Tony Leigh: One of the things I have had a problem with for years is not knowing when a car has been in for warranty work to be carried out. Leasing companies have no obligation to record it because there is no cost. The first thing you hear is when a driver says they have been in six times for the same problem.
Leasing companies systems don’t seem to be able to cope with recording zero-cost work. It would help me knowing problems before they become a driver problem, because we are based around service.
Neil McCrossan: We have to employ people to pay parking fines, bus lane fines, congestion charging fines and so on.
If someone could invent a service for the industry where they would centralise all that and take it off us that would be highly cost-effective and remove a huge hassle factor and cost for the business and the industry which is only going to get worse.
We now employ nine people just dealing with this issue.
Susan McDonald: Down-time is a real issue. We have had some vehicles under warranty off the road more than they were on. It took a long time for me find out a car was in for an exhaust and there wasn’t the part available.

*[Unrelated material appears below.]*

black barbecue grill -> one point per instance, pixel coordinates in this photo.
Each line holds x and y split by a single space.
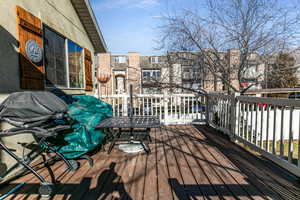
40 114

We want a company that will tell us the moment vehicles go in – and when they come out – for all problems. The advantage of being large is you can change the industry a bit.
John Saunders: It is difficult to know how vehicles will be treated depending on whether it is a car or a van as, even under the same brand, there are different service levels.
Stephen Botham: We have a car cleaning issue. For example, if there was a car that was covered in blood or scabies, then it is difficult to find people that want to clean it. Getting car valeting companies to deal with the nasty stuff and give us a certificate is very difficult to find in the industry. There are companies, but very few of them when you want to have enough for a tender.
Stephen Botham: We passed the fleet
manager stage years ago. While we don’t organise the travel policy in terms of taxis and rail fares, we do have an impact on that side of it. We do costings to show whether it would be cheaper to go by rail, car or aeroplane. We are consulted more and more on the travel issue. In future there will a transport director with a logistics department which includes a transport function.
Susan McDonald: The amount of information and expertise you need to have to be a fleet manager is growing all the time but isn’t necessarily valued within businesses. We can probably justify a fleet manager with 5,000 vehicles, but with smaller fleets it can be very hard to justify. For most organisations that are smaller it has made it more cost effective to buy it in.
Tony Leigh: Going forward people will see the car as one solution, next to video conferencing, going by train or plane and so on. The problem is a lot of fleet managers think of themselves only as fleet managers and won’t consider that they are mobility people and part of a movement forward into mobility management for a whole organisation. It ought to change with new people arriving in the industry replacing the old guard.
Susan McDonald: If you reinvent yourself as a procurement person you have a different profile in the company.
Neil McCrossan: The challenge is for people who have fleet titles to move up and occupy that space rather than people from other departments move and take responsibility for fleet as well, which means the company loses the fleet manager’s technical expertise.